Exporters send data to backends. prometheusremotewrite for Prometheus-compatible stores, otlp for Jaeger/Tempo/Datadog, debug for stdout during development. A single Collector can export metrics to Prometheus for dashboarding AND to Datadog for alerting simultaneously.

The key benefit: Llama Stack only speaks OTLP. The Collector handles format conversion, retries, and routing. Swap backends without changing a line of application code.

End-to-End Data Flow

Here's what happens when a request comes in:

Two things worth noting. First, recording is non-blocking — metrics write to an in-memory buffer, so they add negligible latency to the request path. Second, export is batched — the SDK flushes every 60 seconds by default, which means dashboards have up to a minute of delay, but request handling is never blocked by network I/O to the Collector.

Hands-On Tutorial

Let's set everything up. By the end you'll have distributed tracing in Jaeger, metrics in Prometheus, and pre-built dashboards in Grafana.

Step 0: Prerequisites

You'll need:

Docker or Podman for running the observability stack
A working Llama Stack installation with uv

Clone the repo if you haven't:

git clone https://github.com/llamastack/llama-stack.git
cd llama-stack

The telemetry configs live in scripts/telemetry/:

File	What it does
`setup_telemetry.sh`	Starts all telemetry services
`otel-collector-config.yaml`	Collector pipeline config
`prometheus.yml`	Prometheus scrape config
`grafana-datasources.yaml`	Grafana datasource provisioning
`grafana-dashboards.yaml`	Grafana dashboard provisioning
`llama-stack-dashboard.json`	Pre-built Grafana dashboard

Step 1: Deploy the Observability Stack

One script brings up Jaeger, the OTel Collector, Prometheus, and Grafana:

# Auto-detect container runtime (podman or docker)
./scripts/telemetry/setup_telemetry.sh

# Or specify explicitly
./scripts/telemetry/setup_telemetry.sh --container docker

This creates a llama-telemetry container network, starts all four services, and provisions Grafana with a pre-built dashboard.
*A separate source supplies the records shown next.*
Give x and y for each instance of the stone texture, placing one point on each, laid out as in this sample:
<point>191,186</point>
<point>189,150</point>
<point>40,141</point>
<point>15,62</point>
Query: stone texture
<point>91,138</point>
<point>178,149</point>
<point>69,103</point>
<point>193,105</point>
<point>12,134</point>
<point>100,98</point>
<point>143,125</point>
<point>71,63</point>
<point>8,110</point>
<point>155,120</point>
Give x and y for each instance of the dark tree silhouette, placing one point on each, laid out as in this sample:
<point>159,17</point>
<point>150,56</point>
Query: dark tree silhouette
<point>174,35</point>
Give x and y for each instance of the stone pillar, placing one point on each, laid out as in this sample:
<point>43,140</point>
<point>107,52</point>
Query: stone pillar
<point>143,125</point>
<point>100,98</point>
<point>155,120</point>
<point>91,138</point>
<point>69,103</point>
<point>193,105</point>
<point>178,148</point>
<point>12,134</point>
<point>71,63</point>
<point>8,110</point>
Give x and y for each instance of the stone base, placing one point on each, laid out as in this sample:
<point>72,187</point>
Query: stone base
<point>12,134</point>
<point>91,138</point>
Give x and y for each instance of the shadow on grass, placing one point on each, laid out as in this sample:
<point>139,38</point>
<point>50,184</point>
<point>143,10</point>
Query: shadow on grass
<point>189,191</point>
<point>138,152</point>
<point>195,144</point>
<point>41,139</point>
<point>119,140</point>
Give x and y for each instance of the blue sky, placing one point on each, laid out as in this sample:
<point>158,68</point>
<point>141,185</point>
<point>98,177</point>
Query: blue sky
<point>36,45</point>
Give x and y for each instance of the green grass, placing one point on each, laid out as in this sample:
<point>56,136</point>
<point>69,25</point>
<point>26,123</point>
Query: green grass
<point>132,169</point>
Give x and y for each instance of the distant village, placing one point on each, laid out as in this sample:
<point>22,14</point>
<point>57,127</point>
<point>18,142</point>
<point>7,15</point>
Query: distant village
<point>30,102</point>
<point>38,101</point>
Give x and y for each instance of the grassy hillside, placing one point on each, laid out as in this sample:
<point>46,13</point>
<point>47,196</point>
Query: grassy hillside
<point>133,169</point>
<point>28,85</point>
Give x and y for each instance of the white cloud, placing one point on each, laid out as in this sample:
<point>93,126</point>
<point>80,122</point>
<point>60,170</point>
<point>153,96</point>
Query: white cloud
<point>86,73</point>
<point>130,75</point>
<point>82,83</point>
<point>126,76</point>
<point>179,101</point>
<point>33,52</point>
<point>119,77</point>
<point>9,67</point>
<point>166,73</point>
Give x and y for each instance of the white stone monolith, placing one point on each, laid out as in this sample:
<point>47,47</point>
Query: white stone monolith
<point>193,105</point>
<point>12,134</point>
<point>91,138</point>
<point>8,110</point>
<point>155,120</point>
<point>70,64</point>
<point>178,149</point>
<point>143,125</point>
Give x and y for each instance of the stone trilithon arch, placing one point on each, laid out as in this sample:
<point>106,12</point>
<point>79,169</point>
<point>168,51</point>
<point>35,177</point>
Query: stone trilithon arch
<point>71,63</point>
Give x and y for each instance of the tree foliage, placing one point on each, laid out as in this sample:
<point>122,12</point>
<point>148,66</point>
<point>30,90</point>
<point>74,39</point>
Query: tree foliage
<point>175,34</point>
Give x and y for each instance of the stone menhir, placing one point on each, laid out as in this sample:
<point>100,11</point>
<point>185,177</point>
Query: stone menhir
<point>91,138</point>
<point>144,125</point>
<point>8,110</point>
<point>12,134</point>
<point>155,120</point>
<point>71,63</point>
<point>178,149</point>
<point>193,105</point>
Step 2: Install OpenTelemetry Packages

uv pip install opentelemetry-distro opentelemetry-exporter-otlp
uv run opentelemetry-bootstrap -a requirements | uv pip install --requirement -

opentelemetry-bootstrap detects your installed libraries (FastAPI, httpx, SQLAlchemy, OpenAI SDK, etc.) and installs the matching instrumentation packages automatically.

Step 3: Launch the Server

Set three environment variables and wrap the launch command with opentelemetry-instrument:

export OTEL_EXPORTER_OTLP_ENDPOINT=http://localhost:4318
export OTEL_EXPORTER_OTLP_PROTOCOL=http/protobuf
export OTEL_SERVICE_NAME=llama-stack-server

uv run opentelemetry-instrument llama stack run starter

That's it. When OTEL_EXPORTER_OTLP_ENDPOINT is set, both auto and manual instrumentation activate. When it's not set, metrics are recorded in memory but never exported — no overhead, no errors.

Variable	Purpose	Example
`OTEL_EXPORTER_OTLP_ENDPOINT`	Collector endpoint	`http://localhost:4318`
`OTEL_EXPORTER_OTLP_PROTOCOL`	Transport protocol	`http/protobuf`
`OTEL_SERVICE_NAME`	Service name in telemetry	`llama-stack-server`
`OTEL_METRIC_EXPORT_INTERVAL`	Export interval (ms)	`60000` (default)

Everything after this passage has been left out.